A serious question for @softwaremaniac, as I feel certain I must be missing something, but how can any of those steps be taken if one cannot boot? I suppose one could try the "triple hard power down" option - holding in the power button until the machine turns off, then on the third power up one might get the Choose an option screen, but I'm not even certain about that.

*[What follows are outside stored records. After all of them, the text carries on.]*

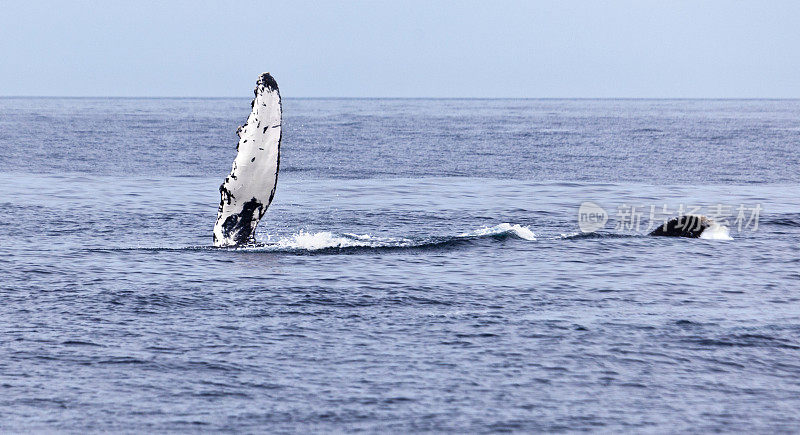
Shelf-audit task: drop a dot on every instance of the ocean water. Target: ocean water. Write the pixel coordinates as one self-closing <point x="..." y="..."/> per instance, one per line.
<point x="422" y="268"/>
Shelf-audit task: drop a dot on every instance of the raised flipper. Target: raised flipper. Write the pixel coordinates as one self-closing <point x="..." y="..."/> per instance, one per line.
<point x="248" y="190"/>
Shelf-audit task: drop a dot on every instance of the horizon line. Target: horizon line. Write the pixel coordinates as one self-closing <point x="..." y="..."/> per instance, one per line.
<point x="388" y="98"/>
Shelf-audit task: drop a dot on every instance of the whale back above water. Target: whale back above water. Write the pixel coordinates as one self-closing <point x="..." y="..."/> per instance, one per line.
<point x="250" y="187"/>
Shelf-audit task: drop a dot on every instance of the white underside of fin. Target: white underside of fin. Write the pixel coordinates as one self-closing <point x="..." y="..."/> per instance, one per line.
<point x="248" y="190"/>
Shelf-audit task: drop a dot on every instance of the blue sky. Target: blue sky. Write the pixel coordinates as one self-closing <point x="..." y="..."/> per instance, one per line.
<point x="534" y="49"/>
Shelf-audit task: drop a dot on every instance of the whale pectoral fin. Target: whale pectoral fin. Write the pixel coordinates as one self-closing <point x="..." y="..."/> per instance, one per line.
<point x="250" y="187"/>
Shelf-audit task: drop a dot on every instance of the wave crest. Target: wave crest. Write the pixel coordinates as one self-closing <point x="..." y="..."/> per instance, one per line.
<point x="326" y="240"/>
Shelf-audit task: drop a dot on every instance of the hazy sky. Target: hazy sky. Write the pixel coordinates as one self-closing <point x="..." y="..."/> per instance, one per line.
<point x="402" y="48"/>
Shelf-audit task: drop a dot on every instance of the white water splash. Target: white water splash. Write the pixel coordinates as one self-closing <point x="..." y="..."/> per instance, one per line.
<point x="716" y="232"/>
<point x="304" y="240"/>
<point x="520" y="231"/>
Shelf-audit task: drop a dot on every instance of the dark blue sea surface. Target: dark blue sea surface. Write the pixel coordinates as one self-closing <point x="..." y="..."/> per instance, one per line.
<point x="420" y="269"/>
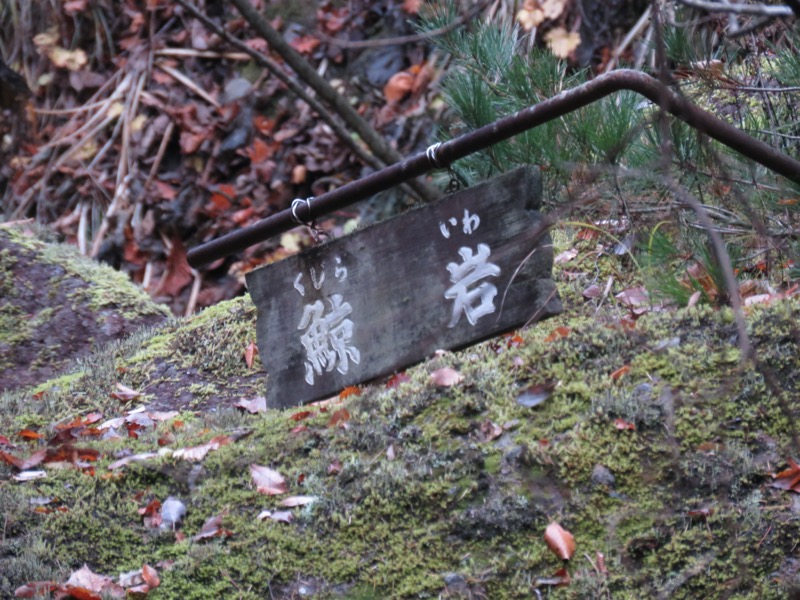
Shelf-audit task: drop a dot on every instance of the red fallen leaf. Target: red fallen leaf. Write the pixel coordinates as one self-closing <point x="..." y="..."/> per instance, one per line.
<point x="557" y="334"/>
<point x="340" y="418"/>
<point x="293" y="501"/>
<point x="268" y="481"/>
<point x="256" y="405"/>
<point x="593" y="291"/>
<point x="788" y="479"/>
<point x="24" y="464"/>
<point x="221" y="198"/>
<point x="352" y="390"/>
<point x="560" y="541"/>
<point x="411" y="6"/>
<point x="446" y="377"/>
<point x="178" y="273"/>
<point x="303" y="414"/>
<point x="396" y="380"/>
<point x="536" y="394"/>
<point x="150" y="576"/>
<point x="250" y="353"/>
<point x="623" y="425"/>
<point x="124" y="393"/>
<point x="620" y="372"/>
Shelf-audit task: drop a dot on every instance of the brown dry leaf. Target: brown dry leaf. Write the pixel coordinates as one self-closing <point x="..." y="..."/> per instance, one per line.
<point x="623" y="370"/>
<point x="560" y="541"/>
<point x="788" y="479"/>
<point x="623" y="425"/>
<point x="212" y="528"/>
<point x="268" y="481"/>
<point x="411" y="6"/>
<point x="557" y="334"/>
<point x="178" y="273"/>
<point x="562" y="42"/>
<point x="398" y="87"/>
<point x="293" y="501"/>
<point x="446" y="377"/>
<point x="489" y="431"/>
<point x="124" y="393"/>
<point x="340" y="418"/>
<point x="249" y="354"/>
<point x="256" y="405"/>
<point x="196" y="453"/>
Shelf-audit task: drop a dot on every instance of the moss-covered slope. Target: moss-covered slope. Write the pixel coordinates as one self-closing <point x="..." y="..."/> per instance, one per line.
<point x="430" y="490"/>
<point x="56" y="305"/>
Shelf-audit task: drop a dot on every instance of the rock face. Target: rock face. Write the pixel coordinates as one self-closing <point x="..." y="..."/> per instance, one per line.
<point x="55" y="305"/>
<point x="661" y="472"/>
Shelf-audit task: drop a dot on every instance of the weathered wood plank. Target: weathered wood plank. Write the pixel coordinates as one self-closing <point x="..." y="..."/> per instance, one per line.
<point x="389" y="295"/>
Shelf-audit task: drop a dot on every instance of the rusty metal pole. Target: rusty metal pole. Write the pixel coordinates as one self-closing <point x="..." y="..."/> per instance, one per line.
<point x="528" y="118"/>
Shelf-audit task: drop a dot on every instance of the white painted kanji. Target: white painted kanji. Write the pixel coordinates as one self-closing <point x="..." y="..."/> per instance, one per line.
<point x="327" y="337"/>
<point x="470" y="295"/>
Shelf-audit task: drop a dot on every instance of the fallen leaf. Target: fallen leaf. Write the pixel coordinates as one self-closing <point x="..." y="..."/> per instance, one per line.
<point x="398" y="87"/>
<point x="256" y="405"/>
<point x="197" y="453"/>
<point x="620" y="372"/>
<point x="396" y="380"/>
<point x="557" y="334"/>
<point x="489" y="431"/>
<point x="446" y="377"/>
<point x="562" y="42"/>
<point x="352" y="390"/>
<point x="30" y="475"/>
<point x="268" y="481"/>
<point x="536" y="394"/>
<point x="293" y="501"/>
<point x="340" y="418"/>
<point x="212" y="528"/>
<point x="249" y="353"/>
<point x="124" y="393"/>
<point x="788" y="479"/>
<point x="281" y="516"/>
<point x="623" y="425"/>
<point x="560" y="541"/>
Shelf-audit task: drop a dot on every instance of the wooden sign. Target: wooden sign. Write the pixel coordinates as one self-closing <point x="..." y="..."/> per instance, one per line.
<point x="445" y="275"/>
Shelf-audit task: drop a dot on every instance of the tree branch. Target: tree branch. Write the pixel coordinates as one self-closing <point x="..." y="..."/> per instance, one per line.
<point x="740" y="9"/>
<point x="377" y="144"/>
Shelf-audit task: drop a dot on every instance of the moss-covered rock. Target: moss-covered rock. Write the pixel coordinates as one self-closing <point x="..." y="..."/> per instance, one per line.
<point x="680" y="506"/>
<point x="57" y="305"/>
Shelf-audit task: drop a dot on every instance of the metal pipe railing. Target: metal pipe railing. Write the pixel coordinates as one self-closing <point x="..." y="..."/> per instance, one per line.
<point x="440" y="155"/>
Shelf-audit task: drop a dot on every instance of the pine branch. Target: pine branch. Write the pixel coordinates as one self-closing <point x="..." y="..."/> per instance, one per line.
<point x="377" y="144"/>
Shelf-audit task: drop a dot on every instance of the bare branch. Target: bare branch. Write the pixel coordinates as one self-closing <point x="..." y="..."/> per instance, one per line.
<point x="740" y="9"/>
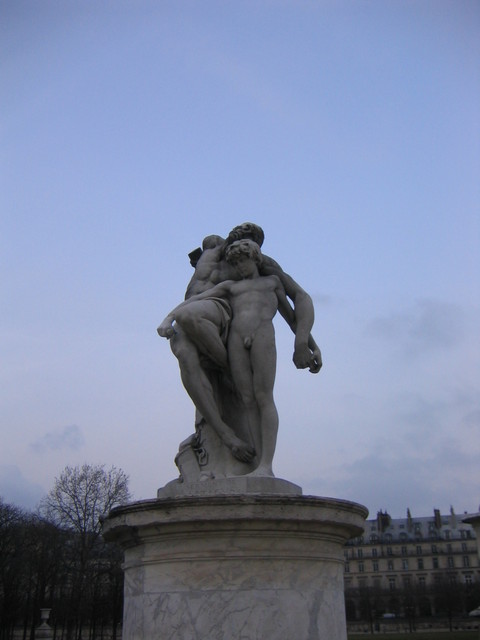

@sparkymcdook: I'm really sorry, but I can't give you "hopeful help" because I believe any hope anyone might try to create will likely end up dashed. A point worth making based on your final observation, "blows my mind how much worse Windows 10 is to troubleshoot start issues," is that this is really unlikely to be a simple start issue. All suggestions are that there is very significant corruption. Any time I see a system where "all the usual utilities" are failing, and miserably, my primary concern is getting a fresh, baseline installation of the latest Windows 10 that can be depended upon. I have a "standard Windows 10 revival script" that includes quite a bit of what you already had done, the last step of which is the "thermonuclear option" of a completely clean reinstall.

I sincerely hope that you may be able to avoid it, and wish you all the luck in the world in working out a solution. I just have my doubts that there is "a fix" waiting to be found.
 
Hi, Brian

Yes. After the triple hard boot, the computer should start diagnosing and then give users access to the Troubleshooting options from where they can access the CMD and try the command above. It can be useful if an update or a feature installation has wreaked havoc.

@sparkymcdook DISM failed because some of the hives could not be accessed and unloaded.